On words and silence

I’ve got rather practiced, this last week, at removing words from things. I submitted a couple of pieces of writing to the Pilgrim Hill Arts Festival, which had a maximum word count requirement of only 500 words per piece, meaning I needed to lose some 300 words from one piece, and almost 700 from another—and still keep the original integrity. And then I helped my husband cut down words from one of his university assignments to get it under the required word count.

Just. Of. That. Really.

You don’t realise when you write a first draft, the everything-goes-in, write-it-as-you-speak-it without a single care about numbers or saying things “right”, that half the words you use are really, really just…unnecessary!

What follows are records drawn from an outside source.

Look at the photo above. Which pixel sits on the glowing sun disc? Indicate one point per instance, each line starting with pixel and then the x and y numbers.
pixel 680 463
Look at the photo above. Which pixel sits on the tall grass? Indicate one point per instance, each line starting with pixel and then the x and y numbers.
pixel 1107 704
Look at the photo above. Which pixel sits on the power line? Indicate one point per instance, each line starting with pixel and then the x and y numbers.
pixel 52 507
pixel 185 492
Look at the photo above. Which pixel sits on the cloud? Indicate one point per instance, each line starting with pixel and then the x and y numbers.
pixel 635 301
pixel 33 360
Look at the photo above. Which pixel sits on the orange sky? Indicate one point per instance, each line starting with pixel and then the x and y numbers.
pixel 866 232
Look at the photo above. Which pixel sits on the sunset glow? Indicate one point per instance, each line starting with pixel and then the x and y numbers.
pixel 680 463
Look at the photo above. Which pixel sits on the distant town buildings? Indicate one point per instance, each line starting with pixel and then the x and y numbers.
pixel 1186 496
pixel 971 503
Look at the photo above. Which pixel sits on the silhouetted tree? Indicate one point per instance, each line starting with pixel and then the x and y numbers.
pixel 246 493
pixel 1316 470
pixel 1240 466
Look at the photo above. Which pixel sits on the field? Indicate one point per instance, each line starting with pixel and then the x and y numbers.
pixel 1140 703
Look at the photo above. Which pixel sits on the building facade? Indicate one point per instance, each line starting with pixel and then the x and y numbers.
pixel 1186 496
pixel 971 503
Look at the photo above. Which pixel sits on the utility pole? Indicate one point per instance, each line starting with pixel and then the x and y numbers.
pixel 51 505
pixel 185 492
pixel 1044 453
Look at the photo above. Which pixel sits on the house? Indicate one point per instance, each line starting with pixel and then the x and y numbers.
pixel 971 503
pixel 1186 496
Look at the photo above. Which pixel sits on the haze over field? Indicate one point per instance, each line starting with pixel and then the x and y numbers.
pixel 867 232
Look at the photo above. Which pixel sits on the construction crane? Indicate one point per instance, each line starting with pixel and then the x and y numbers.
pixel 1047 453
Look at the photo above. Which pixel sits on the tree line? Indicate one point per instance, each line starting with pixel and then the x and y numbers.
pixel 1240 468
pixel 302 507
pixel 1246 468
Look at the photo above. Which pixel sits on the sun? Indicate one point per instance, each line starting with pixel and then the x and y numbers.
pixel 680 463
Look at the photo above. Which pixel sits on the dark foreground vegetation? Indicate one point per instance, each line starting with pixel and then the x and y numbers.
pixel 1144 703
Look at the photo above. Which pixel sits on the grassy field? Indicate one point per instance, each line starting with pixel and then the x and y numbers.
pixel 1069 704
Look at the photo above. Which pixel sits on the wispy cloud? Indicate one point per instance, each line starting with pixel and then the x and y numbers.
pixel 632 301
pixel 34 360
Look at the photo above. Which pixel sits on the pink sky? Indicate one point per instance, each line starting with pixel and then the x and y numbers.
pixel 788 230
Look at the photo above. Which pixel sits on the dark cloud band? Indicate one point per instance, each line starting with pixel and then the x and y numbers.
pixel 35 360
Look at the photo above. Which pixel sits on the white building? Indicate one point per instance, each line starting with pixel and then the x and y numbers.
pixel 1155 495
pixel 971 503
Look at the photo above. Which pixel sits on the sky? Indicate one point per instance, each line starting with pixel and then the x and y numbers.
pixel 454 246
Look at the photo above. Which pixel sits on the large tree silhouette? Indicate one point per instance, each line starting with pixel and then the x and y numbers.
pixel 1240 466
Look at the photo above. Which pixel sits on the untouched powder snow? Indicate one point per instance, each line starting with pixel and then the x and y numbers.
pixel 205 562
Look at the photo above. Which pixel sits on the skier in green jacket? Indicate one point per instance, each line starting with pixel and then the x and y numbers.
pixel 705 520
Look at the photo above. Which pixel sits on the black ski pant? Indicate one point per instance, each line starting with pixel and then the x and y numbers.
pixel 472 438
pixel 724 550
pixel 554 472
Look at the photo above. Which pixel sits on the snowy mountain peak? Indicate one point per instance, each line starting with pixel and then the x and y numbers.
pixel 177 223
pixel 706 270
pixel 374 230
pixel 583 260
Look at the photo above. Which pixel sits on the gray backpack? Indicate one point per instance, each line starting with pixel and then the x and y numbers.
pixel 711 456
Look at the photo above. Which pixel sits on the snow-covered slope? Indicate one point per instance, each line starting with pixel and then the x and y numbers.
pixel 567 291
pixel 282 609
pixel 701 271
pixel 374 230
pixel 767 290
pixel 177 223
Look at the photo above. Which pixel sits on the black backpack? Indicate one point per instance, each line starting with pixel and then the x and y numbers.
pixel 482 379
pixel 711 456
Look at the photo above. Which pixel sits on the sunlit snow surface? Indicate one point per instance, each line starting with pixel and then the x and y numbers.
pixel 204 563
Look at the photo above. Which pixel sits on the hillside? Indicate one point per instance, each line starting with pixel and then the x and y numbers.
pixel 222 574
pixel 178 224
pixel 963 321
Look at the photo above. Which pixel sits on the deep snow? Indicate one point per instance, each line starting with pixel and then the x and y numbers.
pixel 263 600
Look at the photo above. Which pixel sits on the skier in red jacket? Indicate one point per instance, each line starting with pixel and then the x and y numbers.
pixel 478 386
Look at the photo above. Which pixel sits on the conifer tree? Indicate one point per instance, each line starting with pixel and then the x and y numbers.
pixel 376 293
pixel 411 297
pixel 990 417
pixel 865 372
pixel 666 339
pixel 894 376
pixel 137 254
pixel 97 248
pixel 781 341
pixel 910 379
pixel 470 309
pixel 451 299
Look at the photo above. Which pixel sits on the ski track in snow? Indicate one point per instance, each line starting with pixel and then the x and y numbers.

It reminded me of my favourite joke from childhood…the man walking past the fish shop:

A man walking down the road stopped when he saw the fishmonger admiring his new sign outside his shop, saying “Fresh Fish Sold Here Today”.

“Why does the sign say ‘fresh’”, the man asked, “Would you be selling it if it wasn’t?”

“Good point,” said the fishmonger, as he grabbed a cloth and rubbed out the word ‘fresh’, then stepped back to look.

“Also, ‘Here’?” the man asked him. “Where else would you be selling the fish but in your shop?”

After thinking about this for a minute, the fishmonger said, “That makes perfect sense!” So he altered the sign again to read “Fish Sold Today.”

No sooner had he finished this the man spoke up again. “You really don’t need ‘Sold?’ either. You weren’t planning on giving it away!”

“Right again,” said the fishmonger, and crossed out ‘sold’.

The sign now read “Fish Today”, which puzzled both the man and the fishmonger. They stood staring at it for a moment, until the man said, “You don’t really need to say ‘today’, do you? I mean, you won’t be selling it yesterday…isn’t that bit obvious?”

“You’re right!” said the fishmonger, as he rubbed out the offending word, leaving one word on his sign: ‘Fish’. “Thank you so much for your help, sir. I’m so thankful you stopped by.”

“No problems at all”, the man smiled as he turned to leave. “Oh, and by the way, you don’t need to say ‘fish’, either. You can smell it a mile off!”

I loved this story as a child. It took me years, though, to realise how much I’d grown to resemble it. We cut out words all the time, and we think it justified, consider ourselves stronger, somehow, for our verbal leanness.

Somehow, slowly, I’d cut out unnecessary words from my communication, until all that was left was a silence filled with an expectation that other people knew what I was not saying.

I learned eventually one very powerful truth:

People don’t know what’s happening inside of you unless you tell them.

Speak up. It’s important that you do. Your words matter. All of them, even the little ones you’d deem unnecessary, they’re all part of the bigger story. Even just really. All of it matters.